Now you just need to take a pair of shed antlers and make a big rub on a good sized tree right next to his blind...and keep freshening it up when he's not there.


----------



## 10ERBETTER (Feb 24, 2008)

He will probably shoot the nine point the first he sees him anyways. When he walks up and the kickers are missing he will start to wonder......


----------



## bubbas kenner (Sep 4, 2010)

Too funny tks for sharing.


----------



## JFolm (Apr 22, 2012)

Good stuff!


----------



## 1976Bronc (Apr 2, 2007)

Hope he doesnt find out by seeing it here first? Anyhow you did a great job and im sure the majority of us would fall for it! LOL


----------



## Hammerhead79 (Jan 13, 2013)

Nice, let him ride all season long. He is probably losing sleep over it now. PRICELESS


----------



## Capt. Marcus Canales (Aug 25, 2005)

Lol!!

Sent from my mobile T&A viewer


----------



## batmaninja (Jul 15, 2010)

Funny stuff, but what are you going to do if the first deer shows up on the cam?


----------



## TroutMaster76 (Jun 19, 2005)

LoL 2funny, I want to know how long this lasts - he will be dreaming about this deer


----------



## wet dreams (May 21, 2004)

Mr. Saltwater said:


> LOL!!!
> 
> Now you just need to take a pair of shed antlers and make a big rub on a good sized tree right next to his blind...and keep freshening it up when he's not there.

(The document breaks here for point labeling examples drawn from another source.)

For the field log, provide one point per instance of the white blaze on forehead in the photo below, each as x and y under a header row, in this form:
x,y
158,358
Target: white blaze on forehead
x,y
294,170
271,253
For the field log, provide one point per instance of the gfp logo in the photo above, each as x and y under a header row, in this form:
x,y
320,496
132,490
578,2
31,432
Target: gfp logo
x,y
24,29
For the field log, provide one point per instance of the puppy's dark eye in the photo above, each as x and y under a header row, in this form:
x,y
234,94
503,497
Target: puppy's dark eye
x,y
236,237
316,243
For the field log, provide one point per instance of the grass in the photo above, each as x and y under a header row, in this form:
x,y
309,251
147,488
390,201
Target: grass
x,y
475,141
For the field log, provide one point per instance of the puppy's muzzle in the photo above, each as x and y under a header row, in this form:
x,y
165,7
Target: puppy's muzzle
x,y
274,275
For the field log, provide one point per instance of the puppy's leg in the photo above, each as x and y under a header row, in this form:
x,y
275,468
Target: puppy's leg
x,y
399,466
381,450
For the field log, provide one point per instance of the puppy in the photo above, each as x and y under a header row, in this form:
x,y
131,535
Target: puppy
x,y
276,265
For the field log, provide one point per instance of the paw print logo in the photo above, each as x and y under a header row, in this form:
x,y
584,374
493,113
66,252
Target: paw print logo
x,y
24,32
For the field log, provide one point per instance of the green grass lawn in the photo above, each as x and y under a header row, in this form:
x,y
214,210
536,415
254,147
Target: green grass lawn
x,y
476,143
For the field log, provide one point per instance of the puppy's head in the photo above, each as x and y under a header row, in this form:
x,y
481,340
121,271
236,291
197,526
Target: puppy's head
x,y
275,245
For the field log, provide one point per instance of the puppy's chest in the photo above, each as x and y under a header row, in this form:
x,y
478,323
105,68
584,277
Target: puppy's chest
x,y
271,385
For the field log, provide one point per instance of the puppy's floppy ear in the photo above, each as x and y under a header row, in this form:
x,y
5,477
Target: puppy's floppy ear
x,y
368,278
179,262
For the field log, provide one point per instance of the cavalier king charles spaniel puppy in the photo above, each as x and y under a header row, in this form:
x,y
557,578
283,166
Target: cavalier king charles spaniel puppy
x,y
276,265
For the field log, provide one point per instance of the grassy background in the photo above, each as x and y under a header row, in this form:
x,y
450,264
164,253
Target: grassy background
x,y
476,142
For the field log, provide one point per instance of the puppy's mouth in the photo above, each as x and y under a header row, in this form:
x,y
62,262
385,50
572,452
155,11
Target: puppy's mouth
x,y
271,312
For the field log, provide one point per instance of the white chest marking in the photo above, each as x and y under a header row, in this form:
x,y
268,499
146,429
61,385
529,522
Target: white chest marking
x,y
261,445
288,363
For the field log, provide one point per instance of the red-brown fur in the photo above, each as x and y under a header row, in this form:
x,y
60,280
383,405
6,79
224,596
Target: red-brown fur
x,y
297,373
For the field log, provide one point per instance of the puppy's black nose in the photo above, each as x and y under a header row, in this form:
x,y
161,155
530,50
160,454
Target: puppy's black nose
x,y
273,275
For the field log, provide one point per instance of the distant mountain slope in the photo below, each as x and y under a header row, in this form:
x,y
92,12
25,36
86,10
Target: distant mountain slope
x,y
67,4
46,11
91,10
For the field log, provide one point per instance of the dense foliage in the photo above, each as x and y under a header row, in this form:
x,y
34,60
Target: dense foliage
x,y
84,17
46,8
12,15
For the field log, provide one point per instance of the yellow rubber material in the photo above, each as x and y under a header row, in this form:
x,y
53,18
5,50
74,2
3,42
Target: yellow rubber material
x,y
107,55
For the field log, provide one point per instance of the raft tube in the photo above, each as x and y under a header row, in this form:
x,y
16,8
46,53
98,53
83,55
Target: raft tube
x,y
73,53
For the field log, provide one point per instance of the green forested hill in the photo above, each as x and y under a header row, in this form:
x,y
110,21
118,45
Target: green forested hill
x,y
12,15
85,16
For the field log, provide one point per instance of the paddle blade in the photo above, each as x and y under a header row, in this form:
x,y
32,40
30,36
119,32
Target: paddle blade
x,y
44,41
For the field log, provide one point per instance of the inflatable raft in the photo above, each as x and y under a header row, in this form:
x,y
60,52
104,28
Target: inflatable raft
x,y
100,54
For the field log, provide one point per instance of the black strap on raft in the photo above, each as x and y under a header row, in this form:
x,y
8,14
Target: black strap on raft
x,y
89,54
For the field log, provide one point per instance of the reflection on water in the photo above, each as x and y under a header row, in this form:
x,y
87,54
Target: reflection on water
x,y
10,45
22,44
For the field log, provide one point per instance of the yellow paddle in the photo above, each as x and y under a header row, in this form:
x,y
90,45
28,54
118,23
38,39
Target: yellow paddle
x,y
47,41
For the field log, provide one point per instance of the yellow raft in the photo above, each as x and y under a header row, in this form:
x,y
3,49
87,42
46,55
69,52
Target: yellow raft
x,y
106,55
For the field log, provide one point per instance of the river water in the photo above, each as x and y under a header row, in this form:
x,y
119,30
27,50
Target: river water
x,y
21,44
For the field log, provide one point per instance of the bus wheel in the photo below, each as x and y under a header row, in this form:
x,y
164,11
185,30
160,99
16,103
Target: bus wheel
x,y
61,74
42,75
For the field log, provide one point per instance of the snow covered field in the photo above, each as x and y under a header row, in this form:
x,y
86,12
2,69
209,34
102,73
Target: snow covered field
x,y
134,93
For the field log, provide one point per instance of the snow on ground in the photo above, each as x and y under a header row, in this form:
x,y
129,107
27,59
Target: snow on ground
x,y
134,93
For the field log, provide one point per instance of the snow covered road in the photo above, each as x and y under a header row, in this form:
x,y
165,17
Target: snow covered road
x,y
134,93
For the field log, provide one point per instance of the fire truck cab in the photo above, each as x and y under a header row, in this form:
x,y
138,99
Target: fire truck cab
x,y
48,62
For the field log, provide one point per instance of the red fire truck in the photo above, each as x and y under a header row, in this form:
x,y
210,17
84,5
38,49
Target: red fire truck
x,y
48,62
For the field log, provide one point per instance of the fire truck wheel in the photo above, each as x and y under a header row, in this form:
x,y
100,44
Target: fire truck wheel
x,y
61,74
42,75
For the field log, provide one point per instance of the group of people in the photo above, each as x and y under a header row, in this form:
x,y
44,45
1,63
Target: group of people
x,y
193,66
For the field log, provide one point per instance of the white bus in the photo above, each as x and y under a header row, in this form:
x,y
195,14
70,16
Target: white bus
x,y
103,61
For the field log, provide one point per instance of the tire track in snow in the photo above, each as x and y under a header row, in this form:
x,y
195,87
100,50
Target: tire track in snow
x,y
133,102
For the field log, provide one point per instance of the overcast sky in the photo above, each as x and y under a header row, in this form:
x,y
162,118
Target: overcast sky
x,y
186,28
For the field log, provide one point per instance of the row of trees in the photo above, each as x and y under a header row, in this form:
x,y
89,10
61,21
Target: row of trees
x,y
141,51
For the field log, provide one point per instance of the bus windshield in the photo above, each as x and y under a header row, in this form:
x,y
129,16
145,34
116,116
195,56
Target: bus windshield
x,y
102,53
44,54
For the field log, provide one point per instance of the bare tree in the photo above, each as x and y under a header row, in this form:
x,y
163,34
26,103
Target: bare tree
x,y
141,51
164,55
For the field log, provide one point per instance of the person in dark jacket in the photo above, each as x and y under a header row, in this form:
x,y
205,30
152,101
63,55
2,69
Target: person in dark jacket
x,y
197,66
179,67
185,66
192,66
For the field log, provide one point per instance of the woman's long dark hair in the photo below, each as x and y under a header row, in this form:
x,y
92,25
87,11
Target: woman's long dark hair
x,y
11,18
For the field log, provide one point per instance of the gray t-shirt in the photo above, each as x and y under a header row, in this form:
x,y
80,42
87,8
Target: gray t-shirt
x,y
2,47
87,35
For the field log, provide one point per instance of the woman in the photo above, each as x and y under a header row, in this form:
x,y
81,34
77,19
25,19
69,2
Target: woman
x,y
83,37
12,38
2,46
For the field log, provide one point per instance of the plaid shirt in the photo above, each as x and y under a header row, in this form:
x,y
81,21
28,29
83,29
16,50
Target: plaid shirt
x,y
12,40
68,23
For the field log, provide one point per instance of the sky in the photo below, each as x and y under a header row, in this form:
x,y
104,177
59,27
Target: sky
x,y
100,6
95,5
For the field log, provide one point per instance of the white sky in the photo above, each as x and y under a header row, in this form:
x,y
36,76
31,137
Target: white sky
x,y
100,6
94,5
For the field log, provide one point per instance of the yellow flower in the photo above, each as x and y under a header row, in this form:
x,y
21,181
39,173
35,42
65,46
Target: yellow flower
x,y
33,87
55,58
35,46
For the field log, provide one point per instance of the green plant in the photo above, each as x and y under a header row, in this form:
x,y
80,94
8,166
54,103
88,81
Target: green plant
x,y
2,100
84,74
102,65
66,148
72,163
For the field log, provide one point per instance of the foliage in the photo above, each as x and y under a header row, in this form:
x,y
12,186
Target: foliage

I've been guilty of that, was keeping another fellow away from me. Waiting on updates....WW


----------



## sotexhookset (Jun 4, 2011)

Funny chit. You ought shop some junked up 260" brute on one of your cameras and show him. Tell him you've been watching him too for the last couple of years but didn't want to tell anyone til you pulled on him but since he shared his secret... Lol


----------



## FISH TAILS (Jan 17, 2005)

Lmao!!


----------



## broadonrod (Feb 26, 2010)

Nice! That's funny... Brett


----------



## Mojo281 (Sep 7, 2006)

That's pretty slick!


----------



## artys_only (Mar 29, 2005)

*Too funny !*

Nothing like screwing with buddies , I did the same thing with a guy on a lease I was on loaded them on his deer cam , a friend raised deer he had some 180 to 200" deer . How I got caught was I loaded a picture of a deer with a ear tag , tried to tell him that a high fence not far from our lease had a deer get out . Well it worked for a year anyway , :rotfl:


----------



## fouL-n-fin (Jan 16, 2011)

Hahaha great work! Lets see how it ends! Does he now hunt? Bet he will try this year to get an early jump!


----------



## HELOLT (Aug 1, 2013)

That's good!!!!


----------



## Bassman5119 (Feb 26, 2008)

That's funny. It'll give him more incentive to stay in the stand and it might pay off for him in the long run.

Last year I used a big ol' buck hoof I had saved from the year before and made a bunch of prints in the mud under BIL's feeder. He was stoked and never could figure out why the camera didn't catch it.


----------



## Luco (Sep 21, 2006)

HAHAHAHAHA!!!!!!! That my friend is the most awesome, devious, nasty, tricks that I have never thought of!!!!! Someone buy this guy a beer!!!!


----------



## Fishin' Soldier (Dec 25, 2007)

Sweet!


----------



## Bankin' On It (Feb 14, 2013)

BWAHAHAHAHAHA!!!! Good juan


----------



## flatscat1 (Jun 2, 2005)

Great idea - now you will keep him confined to hunting that one blind all season, leaving the rest of the ranch to you.....


----------



## JDS (Jul 14, 2004)

Dang nice work, and hilarious.
If you are that good with Photoshop, make a pic of him laying on the ground and text it to him about 8am on opening morning, Saying "wow I just shot a beast".


----------



## buckbuddy (Sep 1, 2008)

That's Too Funny!!....Good Job.







.

Mark..


----------



## Pistol58 (Oct 9, 2009)

Here is one we did a few years back on one of our buddies cameras.


----------



## Huntin Addict (Feb 4, 2011)

The best part is that he is so focused on the horns that I bet no one even noticed his hocks are black as the Ace of Spades in August. 
LOL

But I still think you have him Hook, Line, and Sinker!!!!!


----------